STATE TYPE VOTES CAST %Eligible Population WINNER
Iowa Caucus 122,255 6.5% Santorum
New Hampshire Primary 249,655 31.1% Romney
South Carolina Primary 603,770 17.6% Gingrich
Florida Primary 1,672,352 12.8% Romney
Nevada Caucus 32,894 1.9% Romney
Minnesota* Caucus 47,696 1.2% Santorum
Colorado Caucus 65,535 1.8% Santorum
Missouri Beauty Pageant Primary 251,868 7.4% Santorum
Maine* Caucus 5,524* .5% Romney

*Denotes Estimates Based on Incomplete Results

It is true that Santorum is surging in the national polls. Indeed, the latest PublicPolicyPolling national poll has Santorum trouncing the Republican field with 38% of the vote to Romney’s 23%, Gingrich’s 17% and 13% for Ron Paul. Other polls indicate he has moved ahead of Gingrich nationally into second place. The RealClearPolitic’s composite polling tracker now shows Santorum’s average climbing to 24%, only 6% behind the leader Romney (Mitt=purple, Gingrich=green, Santorum=brown):

But we shouldn’t overreact to these national polls.  Rather than demonstrating deep-rooted support for Santorum, they are more likely reflecting voters’ current read of the race, as indicated by the prevailing media narrative. That is, respondents are answering the poll in terms of who they think is doing well according to the media coverage – not who they will necessarily support in upcoming events.

And it is those upcoming events that will test just how strong and widespread Santorum’s support is. After primaries in Michigan and Arizona on February 28, Republicans hold seven primaries on “Super Tuesday”, March 6.  Of those, three – Georgia, Tennessee and Oklahoma can be considered southern or southern-leaning states with large delegate hauls.  (Neither Santorum nor Gingrich qualified to be on the ballot in a fourth Super Tuesday state – Virginia.)   Why does this matter? Because as Mark Halperin notes, those “southern” states contain a high proportion of evangelicals, and – so far, at least – those southern evangelicals have been supporting Gingrich.  Here’s data compiled by Halperin showing the percent of white evangelical Christians vote, based on  2008 exit polls, in those states that will hold primaries in the next month.  Gingrich can be expected to more than hold his own in most of those states.

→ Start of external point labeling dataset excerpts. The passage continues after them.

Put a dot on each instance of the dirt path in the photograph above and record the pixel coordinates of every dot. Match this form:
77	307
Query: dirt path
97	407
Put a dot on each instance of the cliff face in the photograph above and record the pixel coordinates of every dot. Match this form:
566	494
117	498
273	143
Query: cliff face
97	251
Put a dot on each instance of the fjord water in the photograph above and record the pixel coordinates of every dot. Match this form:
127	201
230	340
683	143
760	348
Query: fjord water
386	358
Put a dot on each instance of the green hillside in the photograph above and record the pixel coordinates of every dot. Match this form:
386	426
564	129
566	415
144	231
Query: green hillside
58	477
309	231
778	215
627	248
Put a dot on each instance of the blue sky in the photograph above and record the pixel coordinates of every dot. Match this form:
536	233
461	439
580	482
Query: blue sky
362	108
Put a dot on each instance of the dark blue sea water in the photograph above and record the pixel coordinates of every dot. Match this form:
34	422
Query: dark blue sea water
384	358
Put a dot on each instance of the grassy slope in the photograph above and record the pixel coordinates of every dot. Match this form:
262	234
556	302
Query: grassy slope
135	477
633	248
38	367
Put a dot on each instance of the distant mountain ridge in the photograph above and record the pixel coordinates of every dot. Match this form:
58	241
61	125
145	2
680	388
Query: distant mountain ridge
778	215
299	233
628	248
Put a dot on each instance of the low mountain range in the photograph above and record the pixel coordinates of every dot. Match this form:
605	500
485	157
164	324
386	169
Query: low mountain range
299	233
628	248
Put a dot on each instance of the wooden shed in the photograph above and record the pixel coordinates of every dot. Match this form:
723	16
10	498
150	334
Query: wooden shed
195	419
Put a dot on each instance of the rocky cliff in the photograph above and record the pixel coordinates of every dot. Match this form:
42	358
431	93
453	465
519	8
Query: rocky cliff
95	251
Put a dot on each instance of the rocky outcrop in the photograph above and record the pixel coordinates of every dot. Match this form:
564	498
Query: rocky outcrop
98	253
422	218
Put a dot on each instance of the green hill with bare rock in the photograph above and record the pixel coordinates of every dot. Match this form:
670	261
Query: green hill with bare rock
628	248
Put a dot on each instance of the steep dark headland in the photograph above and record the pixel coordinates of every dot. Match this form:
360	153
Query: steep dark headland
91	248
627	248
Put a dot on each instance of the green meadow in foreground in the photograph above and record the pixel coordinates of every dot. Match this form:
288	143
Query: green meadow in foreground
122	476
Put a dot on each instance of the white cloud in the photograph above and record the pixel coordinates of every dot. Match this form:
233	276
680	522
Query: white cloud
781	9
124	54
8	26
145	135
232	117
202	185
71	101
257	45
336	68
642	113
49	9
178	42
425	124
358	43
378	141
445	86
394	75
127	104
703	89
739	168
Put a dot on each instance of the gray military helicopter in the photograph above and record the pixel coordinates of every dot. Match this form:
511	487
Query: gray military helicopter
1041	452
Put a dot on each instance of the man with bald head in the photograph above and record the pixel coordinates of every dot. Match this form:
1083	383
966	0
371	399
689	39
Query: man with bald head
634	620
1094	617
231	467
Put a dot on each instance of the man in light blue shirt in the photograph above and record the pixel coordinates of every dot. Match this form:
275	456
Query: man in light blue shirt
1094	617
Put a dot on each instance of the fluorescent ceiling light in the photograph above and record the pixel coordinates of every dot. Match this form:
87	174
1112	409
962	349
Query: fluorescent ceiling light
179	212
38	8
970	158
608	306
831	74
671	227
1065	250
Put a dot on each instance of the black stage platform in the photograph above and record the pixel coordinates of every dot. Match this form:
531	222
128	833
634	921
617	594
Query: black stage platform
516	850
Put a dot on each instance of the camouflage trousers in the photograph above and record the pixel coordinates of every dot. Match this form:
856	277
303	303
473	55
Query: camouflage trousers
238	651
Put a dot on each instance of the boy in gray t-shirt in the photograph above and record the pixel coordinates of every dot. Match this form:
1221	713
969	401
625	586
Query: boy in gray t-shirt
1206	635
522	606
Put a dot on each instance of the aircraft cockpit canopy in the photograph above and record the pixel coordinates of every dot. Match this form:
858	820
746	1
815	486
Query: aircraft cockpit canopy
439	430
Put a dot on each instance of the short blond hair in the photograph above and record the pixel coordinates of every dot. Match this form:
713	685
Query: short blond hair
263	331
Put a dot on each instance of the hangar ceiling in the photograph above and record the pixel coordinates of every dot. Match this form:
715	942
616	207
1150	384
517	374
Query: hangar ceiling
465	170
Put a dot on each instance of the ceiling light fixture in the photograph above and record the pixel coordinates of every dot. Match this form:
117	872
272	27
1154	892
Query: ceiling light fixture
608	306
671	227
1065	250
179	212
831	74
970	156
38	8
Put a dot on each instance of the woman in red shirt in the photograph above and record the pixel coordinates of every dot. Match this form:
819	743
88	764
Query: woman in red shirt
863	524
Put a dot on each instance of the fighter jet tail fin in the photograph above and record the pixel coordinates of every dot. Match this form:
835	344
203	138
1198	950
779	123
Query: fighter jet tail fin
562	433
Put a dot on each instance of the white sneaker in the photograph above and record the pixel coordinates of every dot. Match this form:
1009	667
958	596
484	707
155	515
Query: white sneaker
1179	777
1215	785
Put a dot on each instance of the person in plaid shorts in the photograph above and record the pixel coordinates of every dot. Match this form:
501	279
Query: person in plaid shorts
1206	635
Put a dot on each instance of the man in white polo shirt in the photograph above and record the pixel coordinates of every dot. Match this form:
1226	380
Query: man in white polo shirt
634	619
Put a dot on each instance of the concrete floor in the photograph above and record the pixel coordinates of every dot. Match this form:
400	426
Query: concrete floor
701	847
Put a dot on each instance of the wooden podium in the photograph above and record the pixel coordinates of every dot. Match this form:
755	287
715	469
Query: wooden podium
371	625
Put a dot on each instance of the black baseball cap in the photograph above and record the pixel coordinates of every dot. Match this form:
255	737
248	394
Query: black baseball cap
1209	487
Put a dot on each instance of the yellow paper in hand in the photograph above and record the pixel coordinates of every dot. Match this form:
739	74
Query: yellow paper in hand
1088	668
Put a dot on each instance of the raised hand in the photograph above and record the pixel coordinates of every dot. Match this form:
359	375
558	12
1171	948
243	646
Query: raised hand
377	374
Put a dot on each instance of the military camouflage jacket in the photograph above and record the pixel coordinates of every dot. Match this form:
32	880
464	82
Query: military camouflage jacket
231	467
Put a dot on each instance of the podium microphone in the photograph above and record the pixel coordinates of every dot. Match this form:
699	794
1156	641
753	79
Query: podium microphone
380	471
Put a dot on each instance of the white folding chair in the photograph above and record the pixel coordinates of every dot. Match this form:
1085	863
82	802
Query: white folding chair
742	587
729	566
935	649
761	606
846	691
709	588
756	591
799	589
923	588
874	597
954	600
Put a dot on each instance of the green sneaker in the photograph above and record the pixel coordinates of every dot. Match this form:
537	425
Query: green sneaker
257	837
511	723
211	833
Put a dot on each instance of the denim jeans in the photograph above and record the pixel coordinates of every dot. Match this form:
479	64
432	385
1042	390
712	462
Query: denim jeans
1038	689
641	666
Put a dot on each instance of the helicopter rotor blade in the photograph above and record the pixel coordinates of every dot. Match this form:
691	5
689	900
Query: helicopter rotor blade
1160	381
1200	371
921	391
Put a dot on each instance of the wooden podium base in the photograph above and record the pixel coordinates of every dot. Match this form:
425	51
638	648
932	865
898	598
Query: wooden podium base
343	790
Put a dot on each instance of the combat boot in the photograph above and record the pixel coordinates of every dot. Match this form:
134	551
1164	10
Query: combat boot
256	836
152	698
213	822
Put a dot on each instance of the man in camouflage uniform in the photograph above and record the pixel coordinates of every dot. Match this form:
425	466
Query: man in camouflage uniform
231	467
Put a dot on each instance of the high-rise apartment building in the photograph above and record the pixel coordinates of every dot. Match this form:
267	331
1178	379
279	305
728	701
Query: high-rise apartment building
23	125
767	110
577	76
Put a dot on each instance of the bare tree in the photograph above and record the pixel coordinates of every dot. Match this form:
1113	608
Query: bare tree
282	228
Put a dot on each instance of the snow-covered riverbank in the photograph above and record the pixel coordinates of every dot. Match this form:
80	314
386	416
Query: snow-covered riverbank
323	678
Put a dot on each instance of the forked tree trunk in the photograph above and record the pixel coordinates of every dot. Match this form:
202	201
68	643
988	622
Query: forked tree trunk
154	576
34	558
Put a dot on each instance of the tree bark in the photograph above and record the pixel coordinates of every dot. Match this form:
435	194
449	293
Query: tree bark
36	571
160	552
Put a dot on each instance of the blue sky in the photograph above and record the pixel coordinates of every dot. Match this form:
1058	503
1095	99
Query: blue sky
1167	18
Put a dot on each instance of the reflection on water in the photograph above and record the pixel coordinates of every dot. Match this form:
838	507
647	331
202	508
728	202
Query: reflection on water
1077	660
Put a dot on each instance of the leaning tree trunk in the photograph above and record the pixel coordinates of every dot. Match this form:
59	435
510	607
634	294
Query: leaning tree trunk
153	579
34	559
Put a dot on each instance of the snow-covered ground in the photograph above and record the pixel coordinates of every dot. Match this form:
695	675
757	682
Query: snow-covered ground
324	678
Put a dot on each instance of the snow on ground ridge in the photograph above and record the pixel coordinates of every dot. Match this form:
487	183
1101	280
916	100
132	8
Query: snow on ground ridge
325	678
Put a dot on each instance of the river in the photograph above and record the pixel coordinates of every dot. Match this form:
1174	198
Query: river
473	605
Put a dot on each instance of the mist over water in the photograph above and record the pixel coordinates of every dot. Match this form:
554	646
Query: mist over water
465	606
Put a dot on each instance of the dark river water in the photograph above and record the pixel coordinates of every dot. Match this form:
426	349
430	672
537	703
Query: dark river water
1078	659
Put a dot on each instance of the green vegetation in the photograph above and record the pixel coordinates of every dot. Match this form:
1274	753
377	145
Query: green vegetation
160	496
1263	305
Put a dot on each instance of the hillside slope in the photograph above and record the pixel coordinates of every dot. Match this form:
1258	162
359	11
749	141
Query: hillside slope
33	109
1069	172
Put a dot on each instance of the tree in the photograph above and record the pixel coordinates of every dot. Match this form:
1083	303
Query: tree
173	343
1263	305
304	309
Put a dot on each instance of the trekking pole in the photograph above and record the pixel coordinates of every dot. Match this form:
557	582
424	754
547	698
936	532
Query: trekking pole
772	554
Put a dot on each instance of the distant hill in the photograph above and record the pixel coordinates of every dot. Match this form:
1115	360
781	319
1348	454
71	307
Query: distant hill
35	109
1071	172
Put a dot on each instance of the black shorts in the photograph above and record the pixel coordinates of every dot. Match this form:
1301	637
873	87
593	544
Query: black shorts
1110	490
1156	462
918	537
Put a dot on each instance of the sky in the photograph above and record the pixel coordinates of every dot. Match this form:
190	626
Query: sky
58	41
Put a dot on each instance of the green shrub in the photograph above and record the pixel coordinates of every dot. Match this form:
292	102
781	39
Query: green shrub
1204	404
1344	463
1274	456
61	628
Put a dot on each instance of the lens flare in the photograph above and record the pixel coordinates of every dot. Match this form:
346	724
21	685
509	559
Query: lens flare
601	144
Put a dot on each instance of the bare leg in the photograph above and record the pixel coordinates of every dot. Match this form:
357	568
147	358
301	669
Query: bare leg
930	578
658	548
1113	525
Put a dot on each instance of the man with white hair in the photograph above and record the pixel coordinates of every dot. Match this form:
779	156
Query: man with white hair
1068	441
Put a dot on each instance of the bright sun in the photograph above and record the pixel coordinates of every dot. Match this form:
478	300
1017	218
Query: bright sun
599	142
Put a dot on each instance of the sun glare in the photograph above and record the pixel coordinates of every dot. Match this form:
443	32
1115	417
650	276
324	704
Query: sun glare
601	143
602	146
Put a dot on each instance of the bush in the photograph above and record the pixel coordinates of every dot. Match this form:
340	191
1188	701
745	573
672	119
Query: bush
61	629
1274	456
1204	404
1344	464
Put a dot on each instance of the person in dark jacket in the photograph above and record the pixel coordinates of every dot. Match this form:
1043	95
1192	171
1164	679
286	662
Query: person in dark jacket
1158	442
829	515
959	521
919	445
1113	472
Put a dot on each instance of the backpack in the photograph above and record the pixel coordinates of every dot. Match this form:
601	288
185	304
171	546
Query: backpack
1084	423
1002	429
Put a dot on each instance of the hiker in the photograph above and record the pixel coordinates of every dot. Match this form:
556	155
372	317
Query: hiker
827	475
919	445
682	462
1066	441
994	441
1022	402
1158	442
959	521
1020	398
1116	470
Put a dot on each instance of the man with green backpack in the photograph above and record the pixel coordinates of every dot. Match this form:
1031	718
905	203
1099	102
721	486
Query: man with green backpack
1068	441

Two other Super Tuesday states – Massachusetts and Vermont – promise to go heavily for Romney.  This doesn’t leave much room for Santorum to break out of the pack.  Indeed, if voting trends hold among southern evangelicals, Gingrich, and not Santorum, is likely to come out of Super Tuesday with greater momentum as the Mitt-alternative. This despite the fact that the media has – again – largely written Newt out of this race.

This scenario makes it imperative for Santorum to do well in Michigan and, on Super Tuesday, to at least run competitively in Ohio – two rust-belt states in which Santorum’s more populist conservative message may resonate.  (Keep in mind that Romney runs weaker among social conservatives, not necessarily economic conservatives – at least not the higher income ones.) Gingrich, however, has already been barnstorming Ohio in the hope to win some delegates there.  Unless Santorum’s support begins to broaden as a result of last Tuesday’s victories, I still don’t think he’s well positioned to win the nomination.

This is all a long way of reiterating a point I made after Tuesday’s results:  Mitt Romney remains a very weak frontrunner – one who can be beat, but only if conservative Tea Party-supporting Republicans settle on an alternative. At this point, it’s not obvious to me that Santorum is that person.  To convince me otherwise, he needs to win a big-state primary.  He’s got two weeks to make that happen.